Personal information
- Born: 29 April 1948 (age 78) Coleraine, Victoria
- Original team: Coleraine (WBFL)

Playing career^{1}
- Years: Club / Games (Goals)
- 1966–1972: Richmond / 80 0(94)
- 1972–1973: South Melbourne / 18 0(28)
- 1974–1975: Oakleigh / 21 0(82)
- 1976-1978: Caulfield / 23 0(73)
- 1982-1983: Box Hill / 23 0(73)
- Total:  / 165 (340)
- ^{1} Playing statistics correct to the end of 1973.

Career highlights
- Richmond premiership player: 1969;

= Eric Moore (footballer, born 1948) =

Australian rules footballer and coach

Eric Moore (born 29 April 1948 in Coleraine, Victoria) is a former Australian rules football player who played in the VFL between 1966 and 1972 for the Richmond Football Club and for South Melbourne in 1972 and 1973.

After several years of being unable to claim a regular place in Richmond's team, Moore was tried at full-forward in 1969 and achieved his career highlight by scoring 2 goals and playing a key role in Richmond's grand final victory by 25 points over Carlton.

After retiring from VFL football at the end of the 1973 season, Moore played in the VFA between 1974 and 1976 with both Oakleigh and Caulfield. Chronic hamstring injuries forced his retirement at the end of the 1976 season at 28 years of age.

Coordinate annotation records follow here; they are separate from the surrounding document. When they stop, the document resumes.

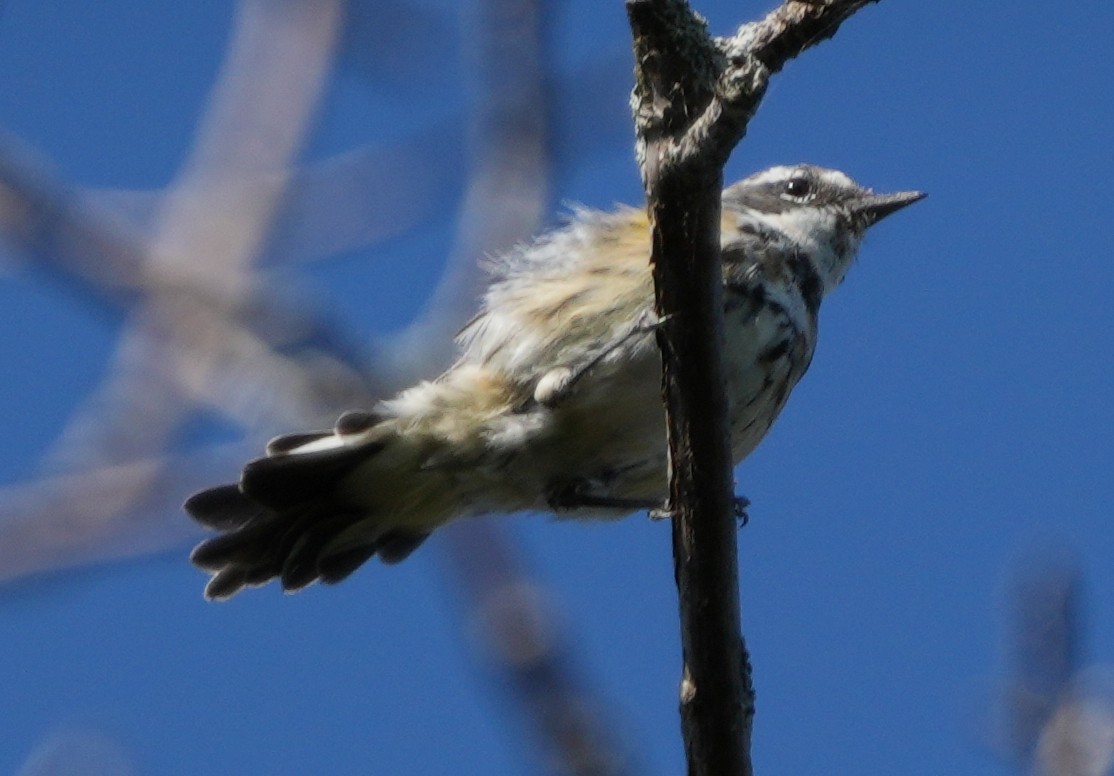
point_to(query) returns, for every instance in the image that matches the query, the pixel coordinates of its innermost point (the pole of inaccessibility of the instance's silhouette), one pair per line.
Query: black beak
(873, 207)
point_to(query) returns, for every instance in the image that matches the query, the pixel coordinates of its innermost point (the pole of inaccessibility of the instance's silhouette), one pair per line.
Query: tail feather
(292, 517)
(280, 481)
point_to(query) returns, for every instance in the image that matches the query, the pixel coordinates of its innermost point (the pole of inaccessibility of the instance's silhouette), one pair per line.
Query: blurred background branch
(207, 334)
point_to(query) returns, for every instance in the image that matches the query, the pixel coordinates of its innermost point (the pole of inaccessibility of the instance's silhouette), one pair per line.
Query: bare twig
(692, 101)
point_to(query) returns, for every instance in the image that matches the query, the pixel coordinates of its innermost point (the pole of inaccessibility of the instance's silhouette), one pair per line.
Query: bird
(554, 402)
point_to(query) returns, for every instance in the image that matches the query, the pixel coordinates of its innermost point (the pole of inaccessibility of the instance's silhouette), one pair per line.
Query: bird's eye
(798, 187)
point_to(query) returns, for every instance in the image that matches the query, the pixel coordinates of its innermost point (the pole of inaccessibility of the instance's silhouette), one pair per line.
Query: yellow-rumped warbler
(555, 402)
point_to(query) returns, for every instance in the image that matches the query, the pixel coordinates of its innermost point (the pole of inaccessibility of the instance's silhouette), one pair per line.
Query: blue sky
(956, 420)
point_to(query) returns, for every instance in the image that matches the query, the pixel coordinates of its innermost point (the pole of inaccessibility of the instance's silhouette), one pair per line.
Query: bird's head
(822, 212)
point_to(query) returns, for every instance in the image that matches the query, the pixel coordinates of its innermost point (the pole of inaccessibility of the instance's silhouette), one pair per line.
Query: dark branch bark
(693, 98)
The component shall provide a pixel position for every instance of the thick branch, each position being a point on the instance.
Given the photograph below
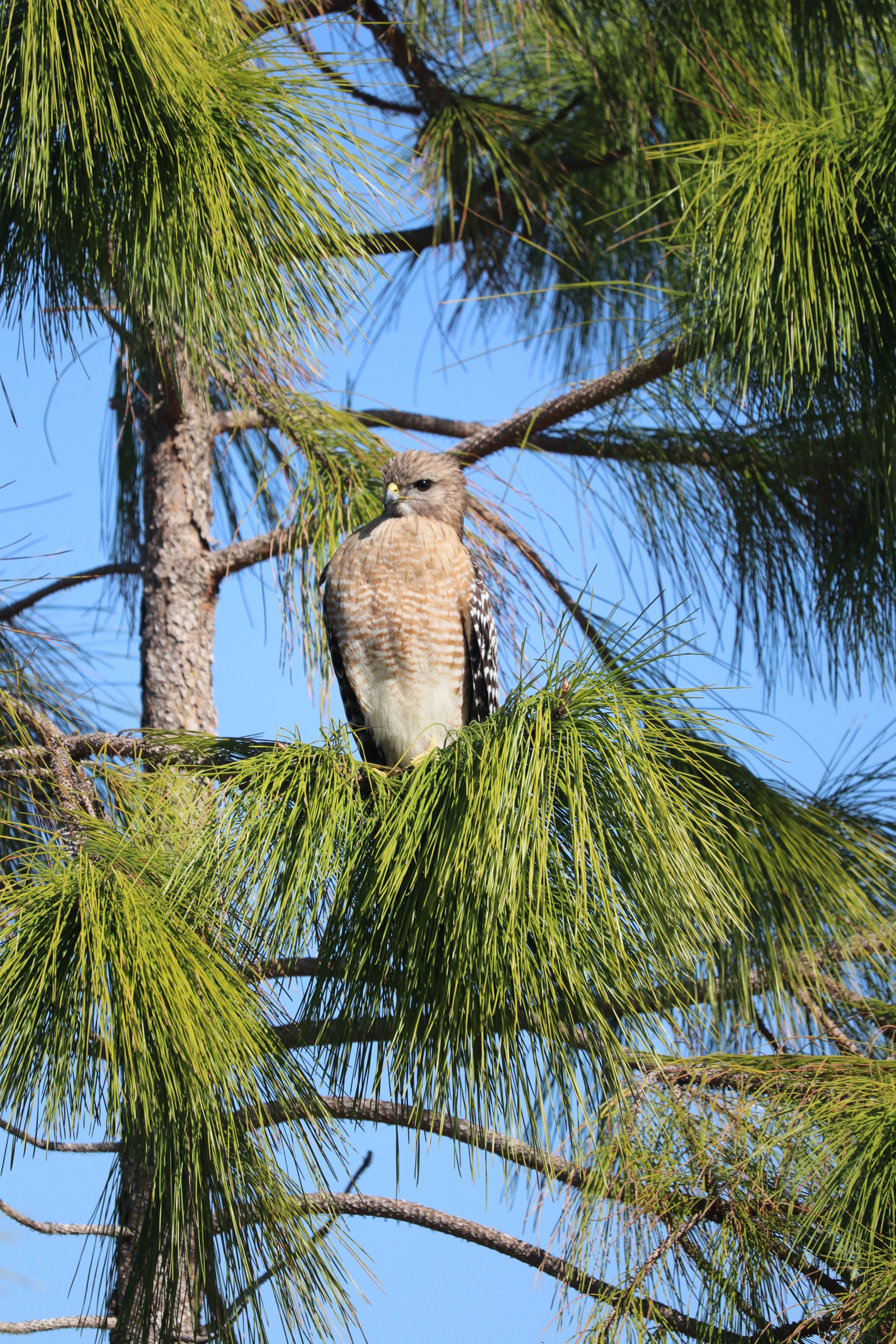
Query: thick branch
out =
(52, 1145)
(598, 392)
(61, 1229)
(402, 1211)
(426, 1121)
(82, 746)
(60, 1323)
(241, 556)
(503, 528)
(101, 572)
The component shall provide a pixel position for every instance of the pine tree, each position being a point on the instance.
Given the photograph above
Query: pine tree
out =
(588, 937)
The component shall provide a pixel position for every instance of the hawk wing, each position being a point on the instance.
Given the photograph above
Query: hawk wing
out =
(354, 714)
(483, 646)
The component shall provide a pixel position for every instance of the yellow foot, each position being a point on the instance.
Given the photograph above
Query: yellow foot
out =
(424, 754)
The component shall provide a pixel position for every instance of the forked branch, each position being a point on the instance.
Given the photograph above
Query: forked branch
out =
(577, 1279)
(60, 1229)
(100, 572)
(53, 1145)
(60, 1323)
(598, 392)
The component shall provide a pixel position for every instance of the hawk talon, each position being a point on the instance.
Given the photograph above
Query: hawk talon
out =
(421, 756)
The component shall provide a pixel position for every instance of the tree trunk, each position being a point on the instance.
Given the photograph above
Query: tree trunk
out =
(176, 652)
(178, 616)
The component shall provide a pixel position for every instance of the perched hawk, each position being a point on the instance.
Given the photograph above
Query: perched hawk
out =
(409, 620)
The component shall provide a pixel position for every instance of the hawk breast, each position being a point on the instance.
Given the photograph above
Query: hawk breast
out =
(397, 604)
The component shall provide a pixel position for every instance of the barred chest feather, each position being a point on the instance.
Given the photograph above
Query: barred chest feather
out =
(398, 601)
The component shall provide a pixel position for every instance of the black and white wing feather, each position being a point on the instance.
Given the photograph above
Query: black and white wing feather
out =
(483, 643)
(354, 714)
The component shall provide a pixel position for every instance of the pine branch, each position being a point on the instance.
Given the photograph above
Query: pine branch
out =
(577, 1279)
(101, 572)
(503, 528)
(241, 556)
(828, 1023)
(344, 85)
(598, 392)
(573, 445)
(60, 1323)
(61, 1229)
(363, 1109)
(82, 746)
(52, 1145)
(374, 18)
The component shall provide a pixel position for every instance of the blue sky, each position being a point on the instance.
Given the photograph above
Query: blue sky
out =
(50, 518)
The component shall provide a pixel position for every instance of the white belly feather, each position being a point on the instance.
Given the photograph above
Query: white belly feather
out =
(409, 715)
(397, 600)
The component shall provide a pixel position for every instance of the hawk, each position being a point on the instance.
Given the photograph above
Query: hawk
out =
(409, 619)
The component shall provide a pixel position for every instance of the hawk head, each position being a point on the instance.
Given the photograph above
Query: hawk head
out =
(427, 486)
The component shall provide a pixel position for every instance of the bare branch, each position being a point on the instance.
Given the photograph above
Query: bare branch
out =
(574, 445)
(241, 556)
(503, 528)
(417, 423)
(598, 392)
(417, 240)
(61, 1229)
(287, 968)
(830, 1026)
(294, 1035)
(230, 423)
(60, 1323)
(577, 1279)
(82, 746)
(425, 1121)
(52, 1145)
(101, 572)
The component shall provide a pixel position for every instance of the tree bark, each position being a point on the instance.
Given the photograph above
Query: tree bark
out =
(176, 654)
(180, 597)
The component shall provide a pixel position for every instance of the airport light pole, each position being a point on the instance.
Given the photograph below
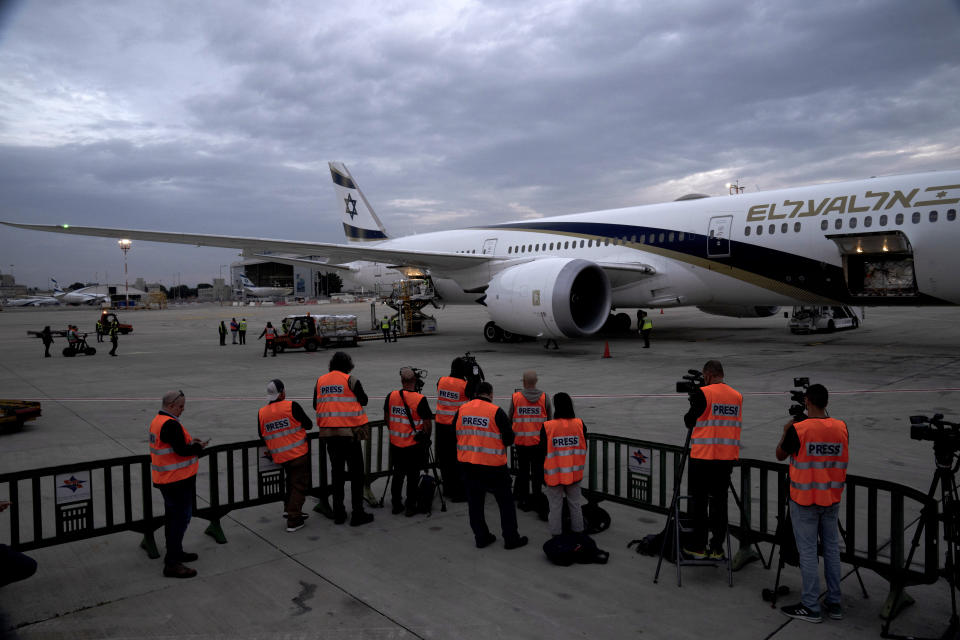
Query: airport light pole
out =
(125, 247)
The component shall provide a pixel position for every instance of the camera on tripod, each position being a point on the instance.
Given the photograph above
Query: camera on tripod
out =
(691, 382)
(419, 376)
(471, 372)
(798, 408)
(937, 430)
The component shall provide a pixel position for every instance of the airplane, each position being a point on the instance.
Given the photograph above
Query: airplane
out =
(877, 242)
(37, 301)
(252, 290)
(78, 296)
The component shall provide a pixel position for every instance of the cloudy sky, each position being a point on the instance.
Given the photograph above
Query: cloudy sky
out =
(220, 116)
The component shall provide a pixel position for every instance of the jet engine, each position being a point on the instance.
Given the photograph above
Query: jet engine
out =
(552, 297)
(739, 311)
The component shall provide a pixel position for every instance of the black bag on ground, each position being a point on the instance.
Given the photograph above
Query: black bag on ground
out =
(568, 548)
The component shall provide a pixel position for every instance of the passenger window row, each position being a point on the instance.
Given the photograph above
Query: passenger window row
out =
(653, 238)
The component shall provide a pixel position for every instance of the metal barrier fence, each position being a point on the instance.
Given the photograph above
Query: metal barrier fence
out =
(74, 502)
(879, 516)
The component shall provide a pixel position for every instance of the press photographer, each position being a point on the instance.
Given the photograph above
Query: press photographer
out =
(715, 415)
(410, 422)
(818, 449)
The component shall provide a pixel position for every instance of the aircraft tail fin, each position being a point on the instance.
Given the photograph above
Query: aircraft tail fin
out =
(360, 223)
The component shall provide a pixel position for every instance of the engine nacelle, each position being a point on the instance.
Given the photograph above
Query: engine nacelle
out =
(552, 297)
(739, 311)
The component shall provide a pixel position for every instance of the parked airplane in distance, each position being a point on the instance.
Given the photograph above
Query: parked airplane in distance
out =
(875, 242)
(78, 296)
(254, 291)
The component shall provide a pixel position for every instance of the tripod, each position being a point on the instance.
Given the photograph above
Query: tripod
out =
(673, 519)
(430, 466)
(945, 478)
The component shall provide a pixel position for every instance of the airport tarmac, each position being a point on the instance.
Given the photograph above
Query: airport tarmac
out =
(421, 577)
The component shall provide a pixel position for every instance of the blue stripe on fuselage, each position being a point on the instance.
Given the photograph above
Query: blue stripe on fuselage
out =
(356, 233)
(792, 271)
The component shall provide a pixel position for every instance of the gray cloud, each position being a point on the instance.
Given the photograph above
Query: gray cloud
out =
(219, 117)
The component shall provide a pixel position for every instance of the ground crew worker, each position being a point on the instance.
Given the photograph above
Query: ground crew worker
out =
(529, 409)
(339, 399)
(47, 338)
(385, 327)
(451, 393)
(483, 435)
(644, 326)
(114, 337)
(271, 342)
(715, 415)
(410, 423)
(565, 439)
(174, 462)
(281, 425)
(818, 447)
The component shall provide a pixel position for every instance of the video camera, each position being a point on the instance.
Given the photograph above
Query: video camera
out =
(471, 371)
(944, 435)
(798, 408)
(420, 375)
(691, 382)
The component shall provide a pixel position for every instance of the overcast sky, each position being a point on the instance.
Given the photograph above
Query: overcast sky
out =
(220, 117)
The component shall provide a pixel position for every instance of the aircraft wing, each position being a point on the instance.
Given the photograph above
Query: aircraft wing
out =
(335, 253)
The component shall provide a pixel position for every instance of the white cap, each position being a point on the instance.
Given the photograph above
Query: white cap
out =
(274, 389)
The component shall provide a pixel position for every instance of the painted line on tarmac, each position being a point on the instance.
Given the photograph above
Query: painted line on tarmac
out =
(583, 397)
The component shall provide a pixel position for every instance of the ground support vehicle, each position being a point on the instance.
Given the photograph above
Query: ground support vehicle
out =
(812, 318)
(309, 332)
(79, 347)
(107, 318)
(14, 413)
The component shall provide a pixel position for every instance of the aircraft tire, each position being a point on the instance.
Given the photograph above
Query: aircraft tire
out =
(492, 332)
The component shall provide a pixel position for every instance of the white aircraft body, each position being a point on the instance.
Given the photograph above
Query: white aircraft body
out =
(37, 301)
(78, 296)
(875, 242)
(254, 291)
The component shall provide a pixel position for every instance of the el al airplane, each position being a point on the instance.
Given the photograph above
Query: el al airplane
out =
(78, 296)
(876, 242)
(263, 292)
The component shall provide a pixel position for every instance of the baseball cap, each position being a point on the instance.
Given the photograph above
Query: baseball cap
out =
(274, 389)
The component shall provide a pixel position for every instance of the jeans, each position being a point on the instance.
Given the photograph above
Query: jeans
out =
(481, 479)
(178, 509)
(808, 521)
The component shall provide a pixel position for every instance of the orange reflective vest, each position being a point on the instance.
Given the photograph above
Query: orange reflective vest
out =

In 1982 Moore was appointed coach of VFA club Box Hill. Box Hill had won only 18 games in the 9 seasons from 1973 to 1981, but Moore immediately lifted Box Hill to 5th place (10 wins) in 1982 and again to 5th place (11½ wins) in 1983 before Box Hill claimed its first ever VFA premiership in 1984 (its 34th season in the VFA), overwhelming Moore's former club Oakleigh in the grand final 32.23(215) to 11.14(80). Moore's final season coaching Box Hill was in 1985, the club's first season in the VFA first division since 1960. Moore played intermittently for Box Hill in 1982 and 1983 for a total of 12 games and 41 goals for that club.

In 2000 Moore was named as coach of Box Hill's official "Greatest Ever Team".